The Dead Don’t Hurt
15¦ Blu-ray, DVDBelieve it or not Viggo Mortensen’s first big screen role was playing a member of the Amish community in Peter Weir’s 1985 Witness.
The 65-year-old, New York born actor now has over 60 acting credits to his name, which include appearing one of the most popular fantasy franchises in Lord of the Rings, as well as be nominated for an Oscar three times, with the most recent for his leading role in 2019’s Green Book.
Not only does he star in this latest film, he also wrote, produced, wrote the music for it, and directed for the second time.
1860’s San Francisco, and French Canadian Vivienne (Vicky Krieps) is being aggressively courted by a wealthy art collector (Colin Morgan), but she’s finding his advances tiring.
She then meets a mountain of a man, Holger Olsen (Mortensen), whom she quietly falls for, and soon finds herself following him to his homestead in the outback of northern Nevada. Like you do.
She’s slightly distressed by the basic accommodation she now finds herself in, with his cabin and land needing a lot of attention.
He then one day announces that he has to leave, feeling drawn to participate in the Civil war, which means leaving Vivienne alone. It soon transpires than neither was a good idea – his leaving and her staying- as their world’s crumble with the couple apart.
This is an interesting sophomore attempt behind the camera with Mortensen embracing the western genre, albeit in a far from conventional fashion.
It is a slow burner, that doesn’t ever feel comfortable going any further than a trot throughout as far as pacing is concerned. It’s a character piece, and romance, first and foremost, with any of the other tropes of the western merely trappings.
Mortensen makes a lot of editing, relying a lot as he does on flashbacks, which unfortunately don’t particularly serve his film well. It opens strong enough, with a number of deaths, but then his reliance on the flashback, and flash forwards, prevent the narrative from developing any kind of rhythm. And sadly it’s a case of the audience already knowing the outcome, but really not that fussed in discovering how we got there.
It’s certainly more Heaven’s Gate than True Grit, yet doesn’t quite capture the beauty of the West as that film does, feeling all the more practical. It probably has more in common with Jane Campion’s recent The Power of the Dog, in terms of both success and failure.
Maybe Mortensen just wore one too many hats, and should have just stuck to the one he wore on screen, as no one single element he’s involved with shines, with the exception being a notably impressive film score.

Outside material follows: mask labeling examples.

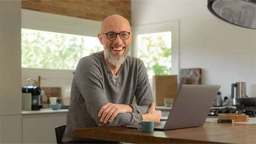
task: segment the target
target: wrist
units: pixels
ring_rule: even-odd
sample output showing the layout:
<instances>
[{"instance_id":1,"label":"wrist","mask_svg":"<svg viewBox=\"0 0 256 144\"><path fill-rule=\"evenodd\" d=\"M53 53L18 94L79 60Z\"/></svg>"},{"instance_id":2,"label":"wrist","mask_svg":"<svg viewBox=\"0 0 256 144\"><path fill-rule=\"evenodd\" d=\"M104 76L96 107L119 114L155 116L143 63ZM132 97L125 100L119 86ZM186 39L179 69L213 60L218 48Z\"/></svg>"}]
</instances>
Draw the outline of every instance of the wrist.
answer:
<instances>
[{"instance_id":1,"label":"wrist","mask_svg":"<svg viewBox=\"0 0 256 144\"><path fill-rule=\"evenodd\" d=\"M132 112L133 112L133 109L131 106L129 105L125 105L125 106L127 113Z\"/></svg>"}]
</instances>

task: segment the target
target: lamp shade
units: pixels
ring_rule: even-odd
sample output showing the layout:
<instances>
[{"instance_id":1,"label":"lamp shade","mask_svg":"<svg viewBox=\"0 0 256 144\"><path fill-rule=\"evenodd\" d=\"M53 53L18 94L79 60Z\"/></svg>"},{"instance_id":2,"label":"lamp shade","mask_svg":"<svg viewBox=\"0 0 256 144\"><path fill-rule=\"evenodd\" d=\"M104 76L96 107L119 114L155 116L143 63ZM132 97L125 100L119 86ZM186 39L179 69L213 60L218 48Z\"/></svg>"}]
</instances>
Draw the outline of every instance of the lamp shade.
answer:
<instances>
[{"instance_id":1,"label":"lamp shade","mask_svg":"<svg viewBox=\"0 0 256 144\"><path fill-rule=\"evenodd\" d=\"M208 0L207 7L212 14L226 22L256 29L256 0Z\"/></svg>"}]
</instances>

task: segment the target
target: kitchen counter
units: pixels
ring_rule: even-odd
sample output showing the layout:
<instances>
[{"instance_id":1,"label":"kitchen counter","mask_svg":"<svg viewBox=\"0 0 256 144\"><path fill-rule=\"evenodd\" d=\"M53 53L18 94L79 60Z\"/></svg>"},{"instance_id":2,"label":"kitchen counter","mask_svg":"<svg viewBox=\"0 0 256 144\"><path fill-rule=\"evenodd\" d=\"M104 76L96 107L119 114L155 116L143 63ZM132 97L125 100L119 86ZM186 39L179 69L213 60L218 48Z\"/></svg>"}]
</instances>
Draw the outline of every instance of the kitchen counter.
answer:
<instances>
[{"instance_id":1,"label":"kitchen counter","mask_svg":"<svg viewBox=\"0 0 256 144\"><path fill-rule=\"evenodd\" d=\"M39 110L23 110L21 112L22 115L42 114L48 113L67 113L68 109L59 109L52 110L51 108L41 109Z\"/></svg>"},{"instance_id":2,"label":"kitchen counter","mask_svg":"<svg viewBox=\"0 0 256 144\"><path fill-rule=\"evenodd\" d=\"M66 124L68 110L23 110L22 143L56 144L55 128Z\"/></svg>"}]
</instances>

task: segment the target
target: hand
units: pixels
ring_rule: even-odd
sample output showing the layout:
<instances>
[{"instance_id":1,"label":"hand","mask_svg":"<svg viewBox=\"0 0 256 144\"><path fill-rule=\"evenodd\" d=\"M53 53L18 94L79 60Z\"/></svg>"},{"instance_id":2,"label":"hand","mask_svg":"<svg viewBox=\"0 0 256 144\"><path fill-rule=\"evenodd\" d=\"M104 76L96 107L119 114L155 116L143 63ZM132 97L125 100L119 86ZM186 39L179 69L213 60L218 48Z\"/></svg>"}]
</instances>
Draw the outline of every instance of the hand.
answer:
<instances>
[{"instance_id":1,"label":"hand","mask_svg":"<svg viewBox=\"0 0 256 144\"><path fill-rule=\"evenodd\" d=\"M162 112L160 110L156 109L154 103L153 102L151 103L151 106L148 111L148 113L142 115L143 121L153 121L157 123L160 121L162 118Z\"/></svg>"},{"instance_id":2,"label":"hand","mask_svg":"<svg viewBox=\"0 0 256 144\"><path fill-rule=\"evenodd\" d=\"M128 105L108 103L102 107L98 116L101 118L101 122L106 124L112 121L118 114L132 112L133 110Z\"/></svg>"}]
</instances>

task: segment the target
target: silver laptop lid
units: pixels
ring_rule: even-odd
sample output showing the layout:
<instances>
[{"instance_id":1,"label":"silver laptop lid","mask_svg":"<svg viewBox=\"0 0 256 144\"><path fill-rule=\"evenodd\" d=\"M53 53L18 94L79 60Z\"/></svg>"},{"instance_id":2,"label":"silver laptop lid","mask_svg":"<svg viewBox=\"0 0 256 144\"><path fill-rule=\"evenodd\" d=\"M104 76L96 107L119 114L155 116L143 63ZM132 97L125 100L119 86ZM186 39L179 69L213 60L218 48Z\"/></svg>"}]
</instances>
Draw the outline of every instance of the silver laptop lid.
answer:
<instances>
[{"instance_id":1,"label":"silver laptop lid","mask_svg":"<svg viewBox=\"0 0 256 144\"><path fill-rule=\"evenodd\" d=\"M181 85L164 130L204 125L220 85Z\"/></svg>"}]
</instances>

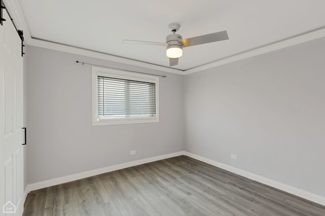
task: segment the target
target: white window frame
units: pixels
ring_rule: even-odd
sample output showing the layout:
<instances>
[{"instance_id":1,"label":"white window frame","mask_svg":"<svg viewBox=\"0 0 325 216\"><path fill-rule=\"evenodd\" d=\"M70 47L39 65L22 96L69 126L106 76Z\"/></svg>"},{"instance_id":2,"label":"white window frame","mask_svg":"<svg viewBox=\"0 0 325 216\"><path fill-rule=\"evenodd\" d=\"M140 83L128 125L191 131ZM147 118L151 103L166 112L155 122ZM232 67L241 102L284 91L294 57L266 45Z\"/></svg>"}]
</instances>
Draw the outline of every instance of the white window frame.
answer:
<instances>
[{"instance_id":1,"label":"white window frame","mask_svg":"<svg viewBox=\"0 0 325 216\"><path fill-rule=\"evenodd\" d=\"M92 67L92 125L107 125L159 122L159 77L156 76L132 73L98 67ZM156 116L152 117L100 118L98 117L97 76L129 79L155 83Z\"/></svg>"}]
</instances>

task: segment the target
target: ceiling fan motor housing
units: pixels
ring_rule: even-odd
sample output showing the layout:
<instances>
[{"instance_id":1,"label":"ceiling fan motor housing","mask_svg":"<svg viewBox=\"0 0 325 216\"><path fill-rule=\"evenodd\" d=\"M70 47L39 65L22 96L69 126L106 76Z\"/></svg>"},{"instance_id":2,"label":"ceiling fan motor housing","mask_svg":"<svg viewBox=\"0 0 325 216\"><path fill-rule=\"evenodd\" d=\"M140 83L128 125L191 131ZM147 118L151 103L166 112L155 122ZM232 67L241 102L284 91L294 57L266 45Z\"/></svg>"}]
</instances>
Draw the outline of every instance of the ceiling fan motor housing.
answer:
<instances>
[{"instance_id":1,"label":"ceiling fan motor housing","mask_svg":"<svg viewBox=\"0 0 325 216\"><path fill-rule=\"evenodd\" d=\"M166 37L166 43L169 44L167 49L173 47L178 47L183 49L183 44L180 40L182 39L182 35L178 34L171 34Z\"/></svg>"}]
</instances>

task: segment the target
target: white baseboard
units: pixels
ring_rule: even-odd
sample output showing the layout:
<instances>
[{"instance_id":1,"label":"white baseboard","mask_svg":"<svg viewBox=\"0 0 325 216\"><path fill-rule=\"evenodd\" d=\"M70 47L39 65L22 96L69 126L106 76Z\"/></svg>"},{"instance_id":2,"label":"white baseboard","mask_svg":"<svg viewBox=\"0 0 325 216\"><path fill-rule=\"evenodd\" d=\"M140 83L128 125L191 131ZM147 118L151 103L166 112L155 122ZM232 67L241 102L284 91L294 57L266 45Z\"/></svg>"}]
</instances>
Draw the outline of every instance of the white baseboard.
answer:
<instances>
[{"instance_id":1,"label":"white baseboard","mask_svg":"<svg viewBox=\"0 0 325 216\"><path fill-rule=\"evenodd\" d=\"M185 155L325 206L325 197L186 151Z\"/></svg>"},{"instance_id":2,"label":"white baseboard","mask_svg":"<svg viewBox=\"0 0 325 216\"><path fill-rule=\"evenodd\" d=\"M71 182L72 181L78 180L84 178L102 174L105 172L115 171L118 169L123 169L124 168L127 168L131 166L136 166L137 165L149 163L150 162L156 161L157 160L162 160L173 157L176 157L180 155L186 155L201 161L204 162L230 172L246 177L249 179L251 179L252 180L261 182L261 183L265 184L278 189L281 190L325 206L325 197L184 151L127 162L124 163L121 163L120 164L114 165L110 166L93 169L49 180L46 180L43 182L28 184L25 190L24 200L26 199L26 197L28 193L35 190L38 190L46 188L47 187L53 186L54 185Z\"/></svg>"},{"instance_id":3,"label":"white baseboard","mask_svg":"<svg viewBox=\"0 0 325 216\"><path fill-rule=\"evenodd\" d=\"M91 176L96 176L100 174L103 174L105 172L108 172L112 171L123 169L124 168L130 167L131 166L136 166L137 165L140 165L146 163L149 163L150 162L156 161L157 160L162 160L164 159L169 158L173 157L176 157L180 155L183 155L184 154L183 151L179 151L171 154L164 154L162 155L156 156L155 157L134 160L133 161L127 162L126 163L113 165L112 166L100 168L91 170L86 171L84 172L71 175L69 176L63 176L62 177L57 178L56 179L50 179L49 180L46 180L43 182L37 182L36 183L28 184L27 186L26 190L28 193L28 192L32 191L35 191L35 190L38 190L48 187L51 187L54 185L59 185L60 184L66 183L67 182L71 182L72 181L78 180L85 178L90 177Z\"/></svg>"}]
</instances>

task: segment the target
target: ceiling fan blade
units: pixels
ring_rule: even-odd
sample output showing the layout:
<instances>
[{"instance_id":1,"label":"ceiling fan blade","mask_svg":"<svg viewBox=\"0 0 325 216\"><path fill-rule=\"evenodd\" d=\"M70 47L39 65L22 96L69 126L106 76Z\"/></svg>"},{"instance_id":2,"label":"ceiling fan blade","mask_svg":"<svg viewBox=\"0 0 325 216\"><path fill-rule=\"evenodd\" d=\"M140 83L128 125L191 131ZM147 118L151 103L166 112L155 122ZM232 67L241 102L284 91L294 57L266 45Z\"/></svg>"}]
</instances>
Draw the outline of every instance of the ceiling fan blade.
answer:
<instances>
[{"instance_id":1,"label":"ceiling fan blade","mask_svg":"<svg viewBox=\"0 0 325 216\"><path fill-rule=\"evenodd\" d=\"M180 41L183 44L183 47L190 47L191 46L199 45L200 44L216 42L220 40L228 40L229 39L227 31L219 31L204 35L197 36L183 39Z\"/></svg>"},{"instance_id":2,"label":"ceiling fan blade","mask_svg":"<svg viewBox=\"0 0 325 216\"><path fill-rule=\"evenodd\" d=\"M124 40L122 42L123 44L133 44L144 45L164 46L168 45L168 44L160 42L145 41L143 40Z\"/></svg>"},{"instance_id":3,"label":"ceiling fan blade","mask_svg":"<svg viewBox=\"0 0 325 216\"><path fill-rule=\"evenodd\" d=\"M169 58L169 66L171 67L172 66L177 65L178 64L178 58Z\"/></svg>"}]
</instances>

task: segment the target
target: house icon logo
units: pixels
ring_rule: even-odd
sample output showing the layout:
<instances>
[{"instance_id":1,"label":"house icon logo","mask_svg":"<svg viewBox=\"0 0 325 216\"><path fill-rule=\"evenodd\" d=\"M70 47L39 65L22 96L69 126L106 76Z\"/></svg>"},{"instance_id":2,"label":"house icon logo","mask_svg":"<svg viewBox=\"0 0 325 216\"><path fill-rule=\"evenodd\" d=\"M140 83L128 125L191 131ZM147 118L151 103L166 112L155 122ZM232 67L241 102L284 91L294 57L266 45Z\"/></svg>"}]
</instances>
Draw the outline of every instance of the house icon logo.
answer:
<instances>
[{"instance_id":1,"label":"house icon logo","mask_svg":"<svg viewBox=\"0 0 325 216\"><path fill-rule=\"evenodd\" d=\"M8 201L3 207L4 213L16 213L16 206Z\"/></svg>"}]
</instances>

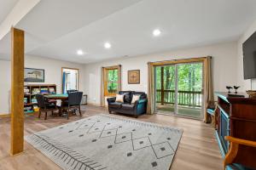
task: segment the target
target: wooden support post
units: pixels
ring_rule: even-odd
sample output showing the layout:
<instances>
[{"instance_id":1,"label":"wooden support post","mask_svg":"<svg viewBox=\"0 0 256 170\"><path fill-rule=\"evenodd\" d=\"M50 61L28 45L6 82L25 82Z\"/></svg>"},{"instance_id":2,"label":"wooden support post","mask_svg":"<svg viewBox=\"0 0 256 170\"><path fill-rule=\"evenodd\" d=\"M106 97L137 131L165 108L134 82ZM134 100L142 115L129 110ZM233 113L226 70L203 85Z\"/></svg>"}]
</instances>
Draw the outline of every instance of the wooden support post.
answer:
<instances>
[{"instance_id":1,"label":"wooden support post","mask_svg":"<svg viewBox=\"0 0 256 170\"><path fill-rule=\"evenodd\" d=\"M161 66L161 105L164 105L165 101L165 83L164 83L164 67Z\"/></svg>"},{"instance_id":2,"label":"wooden support post","mask_svg":"<svg viewBox=\"0 0 256 170\"><path fill-rule=\"evenodd\" d=\"M24 147L24 31L11 28L11 146L10 155Z\"/></svg>"}]
</instances>

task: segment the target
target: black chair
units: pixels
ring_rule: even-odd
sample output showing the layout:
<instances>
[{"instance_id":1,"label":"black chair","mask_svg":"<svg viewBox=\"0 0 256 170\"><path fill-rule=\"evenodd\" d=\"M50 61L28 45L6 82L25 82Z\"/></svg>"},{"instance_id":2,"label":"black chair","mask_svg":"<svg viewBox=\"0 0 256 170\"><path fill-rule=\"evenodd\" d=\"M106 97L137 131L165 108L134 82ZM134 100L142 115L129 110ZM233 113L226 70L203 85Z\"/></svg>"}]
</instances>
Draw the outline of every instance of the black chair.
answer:
<instances>
[{"instance_id":1,"label":"black chair","mask_svg":"<svg viewBox=\"0 0 256 170\"><path fill-rule=\"evenodd\" d=\"M49 102L48 99L41 94L36 94L36 99L39 107L39 115L38 118L41 116L41 113L44 112L44 120L47 119L47 112L51 111L51 114L54 114L54 110L58 110L55 102Z\"/></svg>"},{"instance_id":2,"label":"black chair","mask_svg":"<svg viewBox=\"0 0 256 170\"><path fill-rule=\"evenodd\" d=\"M79 90L73 90L73 89L71 89L71 90L67 90L67 94L70 94L70 93L73 93L73 92L78 92Z\"/></svg>"},{"instance_id":3,"label":"black chair","mask_svg":"<svg viewBox=\"0 0 256 170\"><path fill-rule=\"evenodd\" d=\"M68 99L67 102L63 102L62 108L67 110L67 118L68 119L68 115L71 110L74 110L76 112L79 110L80 116L82 116L81 113L81 100L83 97L83 92L71 92L68 93Z\"/></svg>"}]
</instances>

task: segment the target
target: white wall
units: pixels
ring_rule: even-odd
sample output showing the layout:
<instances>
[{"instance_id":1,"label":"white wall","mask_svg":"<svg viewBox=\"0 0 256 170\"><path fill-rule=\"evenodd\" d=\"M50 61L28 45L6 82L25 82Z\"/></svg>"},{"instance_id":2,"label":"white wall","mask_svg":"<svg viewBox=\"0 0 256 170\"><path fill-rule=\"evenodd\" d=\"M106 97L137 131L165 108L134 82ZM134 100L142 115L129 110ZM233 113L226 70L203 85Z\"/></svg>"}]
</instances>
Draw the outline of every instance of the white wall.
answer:
<instances>
[{"instance_id":1,"label":"white wall","mask_svg":"<svg viewBox=\"0 0 256 170\"><path fill-rule=\"evenodd\" d=\"M89 103L100 105L102 66L122 65L122 89L147 92L147 63L148 61L205 57L207 55L213 57L214 90L225 91L226 85L236 85L237 42L234 42L85 65L84 93L88 94ZM127 71L137 69L141 71L141 83L128 84Z\"/></svg>"},{"instance_id":2,"label":"white wall","mask_svg":"<svg viewBox=\"0 0 256 170\"><path fill-rule=\"evenodd\" d=\"M0 114L9 113L9 90L10 82L10 61L0 60ZM25 67L44 69L44 82L40 84L56 84L57 93L61 93L61 67L79 69L79 90L84 91L84 65L61 61L43 57L25 57ZM29 82L26 84L38 84L38 82Z\"/></svg>"},{"instance_id":3,"label":"white wall","mask_svg":"<svg viewBox=\"0 0 256 170\"><path fill-rule=\"evenodd\" d=\"M9 112L10 84L11 84L11 63L0 60L0 114Z\"/></svg>"},{"instance_id":4,"label":"white wall","mask_svg":"<svg viewBox=\"0 0 256 170\"><path fill-rule=\"evenodd\" d=\"M256 31L256 20L252 26L244 32L241 37L237 44L237 82L241 86L241 91L251 89L251 80L244 80L243 78L243 54L242 54L242 43ZM253 80L253 89L256 90L256 80Z\"/></svg>"}]
</instances>

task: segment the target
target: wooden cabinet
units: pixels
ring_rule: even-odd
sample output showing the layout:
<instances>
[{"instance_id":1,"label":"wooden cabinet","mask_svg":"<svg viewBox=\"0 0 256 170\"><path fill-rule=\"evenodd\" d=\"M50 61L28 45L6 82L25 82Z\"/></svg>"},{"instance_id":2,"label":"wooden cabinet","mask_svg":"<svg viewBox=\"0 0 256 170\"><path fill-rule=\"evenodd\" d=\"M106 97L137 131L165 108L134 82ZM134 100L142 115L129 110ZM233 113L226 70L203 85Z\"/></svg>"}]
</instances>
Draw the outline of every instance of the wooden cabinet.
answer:
<instances>
[{"instance_id":1,"label":"wooden cabinet","mask_svg":"<svg viewBox=\"0 0 256 170\"><path fill-rule=\"evenodd\" d=\"M229 96L228 93L216 93L218 108L216 113L216 137L223 156L229 150L224 136L256 141L256 99ZM236 162L256 168L256 148L241 146Z\"/></svg>"},{"instance_id":2,"label":"wooden cabinet","mask_svg":"<svg viewBox=\"0 0 256 170\"><path fill-rule=\"evenodd\" d=\"M31 113L37 108L37 94L56 94L55 84L31 84L24 86L24 112Z\"/></svg>"}]
</instances>

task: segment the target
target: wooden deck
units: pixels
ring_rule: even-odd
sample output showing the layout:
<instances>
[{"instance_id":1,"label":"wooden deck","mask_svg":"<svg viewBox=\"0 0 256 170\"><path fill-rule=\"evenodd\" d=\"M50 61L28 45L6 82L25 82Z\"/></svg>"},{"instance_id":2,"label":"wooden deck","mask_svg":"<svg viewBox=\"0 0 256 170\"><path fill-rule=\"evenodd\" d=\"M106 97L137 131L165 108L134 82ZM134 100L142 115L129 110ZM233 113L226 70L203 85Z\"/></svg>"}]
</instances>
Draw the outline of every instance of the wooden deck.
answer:
<instances>
[{"instance_id":1,"label":"wooden deck","mask_svg":"<svg viewBox=\"0 0 256 170\"><path fill-rule=\"evenodd\" d=\"M86 108L86 110L85 110ZM102 107L83 107L83 116L71 116L69 120L62 117L49 116L44 121L38 116L25 118L25 135L33 132L51 128L69 122L99 113L108 114ZM133 117L117 115L134 119ZM183 129L182 139L171 167L172 170L218 170L223 169L222 158L214 136L214 129L201 121L174 117L165 115L143 115L139 121L156 122ZM9 156L10 120L0 118L0 169L1 170L55 170L61 169L51 160L35 150L25 141L25 151L15 156Z\"/></svg>"},{"instance_id":2,"label":"wooden deck","mask_svg":"<svg viewBox=\"0 0 256 170\"><path fill-rule=\"evenodd\" d=\"M157 111L160 113L164 113L166 115L172 115L174 113L174 105L156 105ZM182 116L188 116L192 118L201 118L201 109L200 108L193 108L193 107L185 107L185 106L178 106L177 115Z\"/></svg>"}]
</instances>

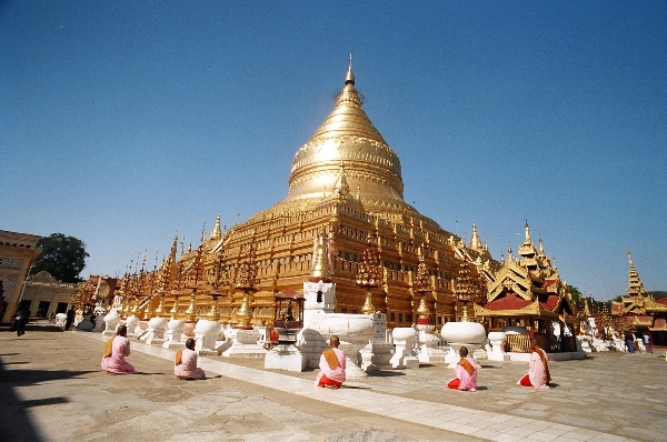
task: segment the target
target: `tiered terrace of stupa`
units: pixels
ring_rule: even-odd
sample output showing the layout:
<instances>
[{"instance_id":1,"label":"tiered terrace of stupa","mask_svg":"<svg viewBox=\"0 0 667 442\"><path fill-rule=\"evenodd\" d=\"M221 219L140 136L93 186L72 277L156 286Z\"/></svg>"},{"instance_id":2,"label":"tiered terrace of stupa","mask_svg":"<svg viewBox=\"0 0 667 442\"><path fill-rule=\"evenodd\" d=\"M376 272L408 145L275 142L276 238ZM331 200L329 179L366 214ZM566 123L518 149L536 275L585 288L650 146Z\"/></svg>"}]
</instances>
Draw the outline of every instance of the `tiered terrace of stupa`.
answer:
<instances>
[{"instance_id":1,"label":"tiered terrace of stupa","mask_svg":"<svg viewBox=\"0 0 667 442\"><path fill-rule=\"evenodd\" d=\"M372 304L387 313L389 328L417 320L420 297L412 284L420 249L431 278L432 290L426 295L431 323L440 325L456 319L452 293L460 259L475 263L476 272L489 274L499 264L488 247L481 245L476 225L467 244L404 201L400 160L361 107L362 96L355 88L350 63L334 110L295 155L285 200L229 230L221 230L218 217L209 238L202 239L201 250L189 250L178 260L175 241L171 280L163 283L163 310L172 309L173 294L179 293L177 315L185 317L191 288L197 287L195 305L206 314L211 305L207 293L213 290L211 274L220 263L216 278L223 280L223 291L231 294L220 300L220 317L233 322L241 299L231 289L252 243L259 284L250 305L251 322L269 322L273 294L298 290L308 279L313 241L323 231L332 257L337 312L361 312L366 293L355 279L370 235L382 267L382 283L374 290ZM198 254L200 270L195 271ZM179 281L175 281L177 274L181 275ZM140 308L148 303L148 285L143 283ZM150 303L156 309L159 284L152 285Z\"/></svg>"}]
</instances>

But with a story so utterly generic, it’s disappointing that it lacks any real originality.
There are signs that this feature could have excelled a lot more in nearly every department, but with Mortensen so heavily involved in all of them, the result is sadly watered down across the board.
At least it’s good to see that the western itself isn’t dead, even if Mortensen’s film appears to be suffering from a number of self-inflicted injuries that it looks like it won’t recover from.